Wednesday, March 9, 2011

Creating a High Performance Team

Many business leaders are dunderheads. “Why?” do you ask in shocked dismay. Because they routinely miss a huge improvement opportunity. Business organizations and companies, when they are enlightened and awake, are interested in high-performance teams. When internal business groups can powerfully collaborate, business problems are solved in an efficient manner and solutions are implemented quickly. This then gives the business a strategic advantage.

Over my years in business as a coach, I’ve heard business leaders refer to many groups of individuals as “teams.” You hear business leaders use the term all the time. For the most part I cringe and hyperventilate when the word “team” is used in business. I react this way because it is usually not an accurate description the group being described. I then get a rash.

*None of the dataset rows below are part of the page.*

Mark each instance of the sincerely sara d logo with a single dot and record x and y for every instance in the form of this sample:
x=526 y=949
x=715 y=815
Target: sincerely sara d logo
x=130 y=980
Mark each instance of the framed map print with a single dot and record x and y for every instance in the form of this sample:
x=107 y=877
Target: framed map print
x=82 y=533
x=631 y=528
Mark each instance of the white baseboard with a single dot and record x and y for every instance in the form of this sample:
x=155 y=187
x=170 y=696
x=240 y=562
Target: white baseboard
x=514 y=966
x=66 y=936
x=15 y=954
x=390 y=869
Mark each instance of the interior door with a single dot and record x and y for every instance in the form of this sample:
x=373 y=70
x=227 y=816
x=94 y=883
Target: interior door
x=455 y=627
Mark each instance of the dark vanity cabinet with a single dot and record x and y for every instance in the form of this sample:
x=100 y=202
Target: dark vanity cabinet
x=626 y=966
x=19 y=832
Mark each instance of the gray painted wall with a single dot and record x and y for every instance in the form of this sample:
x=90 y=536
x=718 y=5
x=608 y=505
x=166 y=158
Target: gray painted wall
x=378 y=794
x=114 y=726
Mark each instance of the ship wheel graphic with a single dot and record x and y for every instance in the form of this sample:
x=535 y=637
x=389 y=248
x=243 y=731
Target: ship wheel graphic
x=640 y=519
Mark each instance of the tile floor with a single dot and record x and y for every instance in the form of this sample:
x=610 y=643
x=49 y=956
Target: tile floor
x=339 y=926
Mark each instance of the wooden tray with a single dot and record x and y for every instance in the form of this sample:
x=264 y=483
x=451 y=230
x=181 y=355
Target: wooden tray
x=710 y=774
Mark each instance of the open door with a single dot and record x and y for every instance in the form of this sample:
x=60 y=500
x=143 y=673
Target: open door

I’ve found it to be useful to distinguish business groups from business teams. In business organizations you either have groups or you have teams. For the most part you have groups. A group is made up of individuals each accountable and focused on doing their own thing. In a group there is no common work agenda other than that they work for the same company.

Imagine a group of individuals waiting at a bus stop or a group of operators at an online call center taking reservations. In groups there is no need for joint collaboration or group output. Everyone involved is focused on their individual activity. The individuals involved are not connected by having any type of joint work produced.

In teams there are a number of people involved with complementary skills focused on the same outcome. These individuals are mutually accountable for an agreed upon result. The mutual accountability, as we shall see, is a big deal and a very significant difference between teams and groups.

I know that you are now saying, “Ok Bozo head, I am sold. But how do I do this? How do I create a high-performance work team?”

The following are the five things that are critical in having business groups grow and develop into high-performance work teams.
  1. Members of a high-performance work teams have a common performance agenda that all members subscribe to and support
  2. Teams enjoy and are engaged in what they are doing. They are into it.
  3. High-performance teams are, “a small number of people with complementary skills who are equally committed to a common purpose, goals, and a working approach in which they hold themselves mutually accountable.”
  4. High-performance teams develop in stages.
  5. A high-performance team designs its own high-performance structure.